A Global Perspective Update
In the chart below we have used the S&P 500 as a proxy for global markets, and global market sentiment. The chart shows the seasonality of the S&P 500 index in blue whilst the white line shows the current S&P 500 year to date return up to the 24th of September. Historically the S&P 500 has a strong finish to the year. Since this chart was published, the index is around 0.6% lower however, it has since more than recovered from the October lows. The bottom line is that the tough period that we have experienced over the last 3 months could be considered as normal seasonal volatility in the offshore markets.
The chart below shows the return of the S&P 500 over the past few years. the red boxes highlight the Q3 seasonal retracements that the index has undergone. Q3 of 2022 did experience the seasonal retracements however, due to the nature of 2022 events, we have excluded it for the purposes of “seasonal retracements” and hence not highlighted it.

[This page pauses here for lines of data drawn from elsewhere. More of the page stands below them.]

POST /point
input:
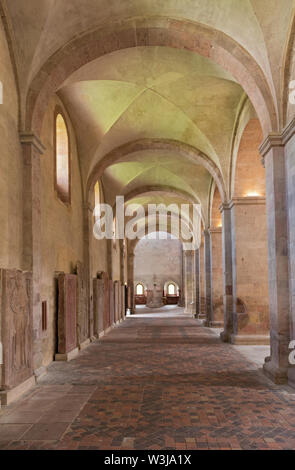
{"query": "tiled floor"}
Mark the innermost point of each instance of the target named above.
(153, 383)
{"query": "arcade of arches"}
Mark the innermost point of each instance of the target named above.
(162, 102)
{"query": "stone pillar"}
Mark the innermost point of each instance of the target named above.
(67, 317)
(181, 302)
(83, 323)
(208, 287)
(87, 251)
(201, 313)
(122, 302)
(216, 277)
(98, 306)
(197, 281)
(130, 268)
(32, 151)
(250, 272)
(189, 282)
(290, 173)
(112, 302)
(272, 151)
(227, 272)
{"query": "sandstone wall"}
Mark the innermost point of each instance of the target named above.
(11, 164)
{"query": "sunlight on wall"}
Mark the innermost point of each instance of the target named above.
(62, 159)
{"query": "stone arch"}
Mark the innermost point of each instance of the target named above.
(145, 232)
(249, 174)
(287, 71)
(182, 34)
(184, 150)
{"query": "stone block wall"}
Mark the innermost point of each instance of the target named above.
(67, 313)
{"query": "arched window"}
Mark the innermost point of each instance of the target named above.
(62, 159)
(139, 289)
(171, 289)
(97, 200)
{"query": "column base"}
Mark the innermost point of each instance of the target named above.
(39, 373)
(277, 375)
(201, 316)
(291, 377)
(225, 337)
(84, 344)
(216, 324)
(68, 356)
(259, 340)
(9, 396)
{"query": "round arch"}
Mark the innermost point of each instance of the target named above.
(183, 150)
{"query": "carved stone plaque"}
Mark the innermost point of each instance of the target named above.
(16, 331)
(82, 305)
(112, 303)
(67, 313)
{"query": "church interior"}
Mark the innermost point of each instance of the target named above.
(153, 341)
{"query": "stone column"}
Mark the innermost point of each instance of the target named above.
(130, 266)
(227, 272)
(216, 277)
(197, 281)
(87, 251)
(208, 286)
(272, 151)
(201, 313)
(250, 272)
(189, 282)
(32, 151)
(181, 302)
(290, 173)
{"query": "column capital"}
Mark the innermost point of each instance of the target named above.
(214, 230)
(88, 207)
(247, 201)
(30, 138)
(277, 139)
(225, 206)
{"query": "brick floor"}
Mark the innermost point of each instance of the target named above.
(153, 383)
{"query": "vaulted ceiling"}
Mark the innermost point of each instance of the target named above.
(152, 92)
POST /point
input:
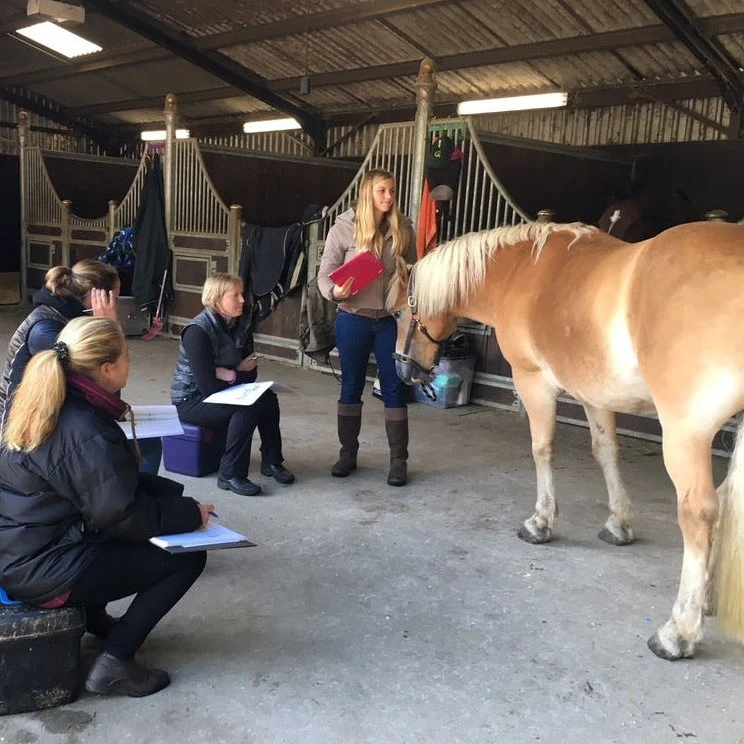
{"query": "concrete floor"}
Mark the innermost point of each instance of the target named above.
(374, 614)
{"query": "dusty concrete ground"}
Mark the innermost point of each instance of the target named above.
(374, 614)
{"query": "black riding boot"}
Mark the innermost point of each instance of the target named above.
(396, 426)
(349, 425)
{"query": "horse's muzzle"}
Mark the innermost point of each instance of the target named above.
(410, 371)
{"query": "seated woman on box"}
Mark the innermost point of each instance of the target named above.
(216, 351)
(76, 515)
(66, 294)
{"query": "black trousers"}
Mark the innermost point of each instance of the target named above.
(157, 578)
(241, 422)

There are two other points to note in the chart. The first is that the purple line shows the return from the 7 largest tech stocks in the index. The “magnificent 7”. These 7 stocks have largely driven the entire return from the S&P 500 index on a year-to-date basis.
The other point is that government bonds (shown in green) have consistently been falling in value for the last 39 months. It has therefore been very difficult for global balanced funds to make attractive returns on a year-to-date basis.
The chart below shows that as of the 28th of October, the “magnificent 7” stocks in the S&P 500 have pushed UP the overall index by 9.57% on a year-to-date basis. Conversely the remaining 493 stocks have pushed the index performance down by 2.83% on a year-to-date basis.
The chart below highlights that the current US bond market correction is the largest and longest recorded since the 70s.
Global bonds are looking attractive relative to history. The chart below shows how US 10-year bonds are experiencing their worst consecutive annual return period since 1787.
The volatility in the bond market has therefore been very high, which most global balanced funds have navigated relatively well, all else being equal.
Emerging Markets are looking very attractive. The charts below shows how emerging market stock prices have underperformed the US stocks in USD terms since 2010.
Emerging market equities are one standard deviation cheap relative to US equities (US$).
The chart below shows that relative to the rest of the world, US equities are the most expensive that they have been, relative to the rest of the world.
This has been largely driven by gains in US tech companies over the past several years.
As the chart shows, US tech has been flagged as being very expensive relative to the rest of the S&P 500 stocks.
Key Takeaways
The performance of the US market has been very concentrated to a select number of tech stocks which appear to be very expensive relative to the rest of the US market as well as the rest of the world.
The performance of global equity and balanced funds from January to July, was on balance, very pleasing. On the other hand, August, September, and October saw disappointing returns in global equity and global balanced funds.
Although short term, the first 10 days of November have seen a strong bounce from the October lows. With sentiment looking positive through to the end of the year.